--%>

Stockholders of a big business corporation

I have a problem in economics on Stockholders of a big business corporation. Please help me in the following question. The stockholders of a big business corporation: (1) Frequently manage the everyday output decisions. (2) Usually own big percentages of the total shares. (3) Are guaranteed a particular rate of return. (4) Contain just limited liability for its debts.

What is the right answer?

   Related Questions in Microeconomics

  • Q : Economic idea of pure competition The

    The market circumstances most intimately conforming to the economic idea of pure competition would be as: (w) a broccoli farmer and the national market for broccoli. (x) your local cable company and the consumer market for cable TV. (y) Nissan vs. GM

  • Q : How much loss an industry bear How much

    How much loss can an industry bear? Answer: An industry can bear losses up to its total fixed costs.

  • Q : Profit maximization at the rate of

    At the rate of output, profits are maximized where marginal: (i) revenue is maximized. (ii) revenue equals marginal cost. (iii) revenue exceeds marginal cost by the greatest amount. (iv) cost is minimized. Can some

  • Q : Best illustration of an oligopoly The

    The best illustration of an oligopoly is: (1) guaranteed next-day delivery of packages and mail. (2) cranberry production. (3) all the local electric utility companies in New England. (4) the United Autoworkers [UAW] union. (5) Wal-Mart.

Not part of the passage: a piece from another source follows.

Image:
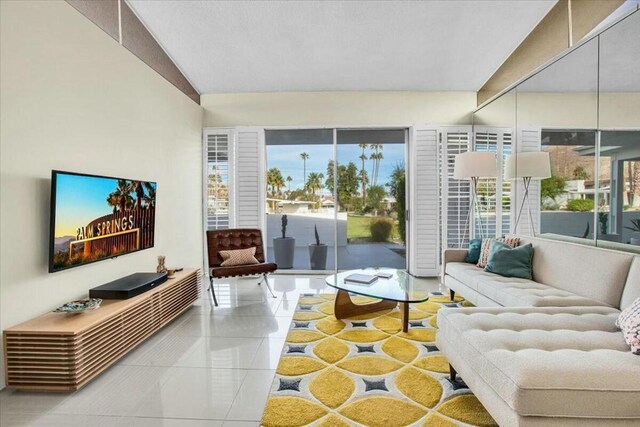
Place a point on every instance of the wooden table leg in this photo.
(344, 306)
(405, 316)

  • Q : LEAST capable inventories of

    A competitive firm is LEAST capable to adjust its inventories throughout the: (w) market period. (x) short-run. (y) intermediate period. (z) long-run. Hello guys I want your advice. Please recommend some views for above Eco

  • Q : Measure Liquidity An asset’s associate

    An asset’s associate “liquidity” is inversely measured through the: (w) transaction costs in dealing within the asset as a proportion of the market price of the asset. (x) time it takes to convert this to cash. (y) “backing&rdq

  • Q : Problem on Blacklisting The

    The Blacklisting was once common however now illegal in the labor market practice of: (i) Boycotting the products of firms whose workers are on strike. (ii) Forcing the workers to sign agreements not to join the unions. (iii) Paying the union officers to systematize u

  • Q : Stable negatively-sloped demand curve

    Assume that a monopolist face a stable negatively-sloped demand curve. Making more sales needs the monopolist to: (1) advertise its product. (2) decrease the price of the product. (3) lower its marginal revenue. (4) improve its technology. (5) increas

  • Q : Minimum Wage Laws-Group least likely to

    Can someone help me in finding out the right answer from the given options. The group which is least likely to be helped by the minimum wage law is: (1) African-American teenagers. (2) Skilled industrial workers. (3) Members of the unions. (4) Experienced construction

  • Q : Elasticity and profit maximization An

    An imperfectly competitive firm can maximize profit within the long run only at prices and also outputs where demand elasticity is: (w) greater than or equal to 1. (x) less than 1. (y) less than 0. (z) between 0 and 1.

    Discover Q & A

    Leading Solution Library
    Avail More Than 1459591 Solved problems, classrooms assignments, textbook's solutions, for quick Downloads
    No hassle, Instant Access
    Start Discovering

    18,76,764

    1945535
    Asked

    3,689

    Active Tutors

    1459591

    Questions
    Answered

    Start Excelling in your courses, Ask an Expert and get answers for your homework and assignments!!